Der dritte Keller Hot

Michael Brinkschulte   21. März 2014  
Der dritte Keller

Hörspiel

Hörspiellabel/Verlag
Erscheinungsjahr
Format
CD
Anzahl Medien
1
Altersempfehlung

Rückentext

Es spukt im Hause Konrad von Gölzenstocks: Ein aufgebahrter Totenkopf beginnt vor Eiter zu treifen, mysteriöse Klopfgeräusche dringen durch das Gemäuer…
Auf Bitte des Hausherren reist sein Freund Karsten an, um mit ihm zusammen den Hintergründen der seltsamen Vorkommnisse in einem Experiment auf den Grund zu gehen.
Der Schlüssel dazu scheint in den Kellergewölben unter dem eigentlichen Keller zu liegen. Und in diesen wird Petrich Boll die Nacht verbringen. Nicht nur für ihn wird es eine Nacht des Grauens…

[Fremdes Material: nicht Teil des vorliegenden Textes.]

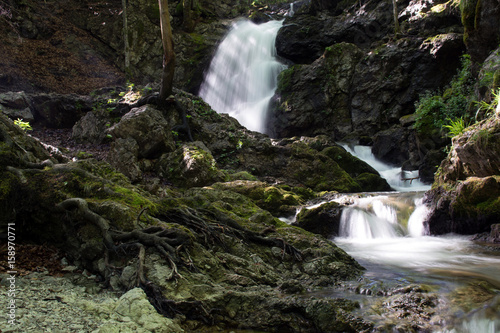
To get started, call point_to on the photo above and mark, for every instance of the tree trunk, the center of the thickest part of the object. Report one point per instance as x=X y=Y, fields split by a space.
x=168 y=52
x=396 y=21
x=188 y=20
x=125 y=36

Ein spannungsgeladenes Hörspiel nach einer Kurzgeschichte von Karsten Breitung mit einem grandiosen Soundtrack von Michael Donner, das Fans kultiger 80er-Jahre- und moderner Hörspiele gleichermaßen begeistern wird!

Hörspiegel-Meinung

Story/Inhalt 
 
8,0
Atmosphäre 
 
9,0
Sprecher 
 
8,0
Soundtrack 
 
8,0
Aufmachung 
 
7,0
Gesamtwertung 
 
8,0

Wie ist das Hörspiel umgesetzt?

Die in einem Digipack untergebrachte auf 500 Stück limitierte CD bietet ein Hörspiel, das auf die Stimmen von fünf Sprechern zurückgreift.
Die Sprecher setzen ihre Rollen ansprechend um. Die Ergänzung um musikalische und soundtechnische Einspielungen fällt so aus, dass die Dramatik und Düsternis der Geschichte unterstützt werden.
Die graphische Gestaltung des Digipacks für die Jens Benecke und Lars Dreyer verantwortlich zeichnen, passt zwar nicht deckungsgleich zur Story, greift aber Stimmung des Hörspiels auf. Unter dem Tray findet der Hörer die Kapitel-/Trackliste.

Am Ende des Hörspiels findet sich ein abschließender Track mit einer Aufzählung der Sprecher, sowie Outtakes!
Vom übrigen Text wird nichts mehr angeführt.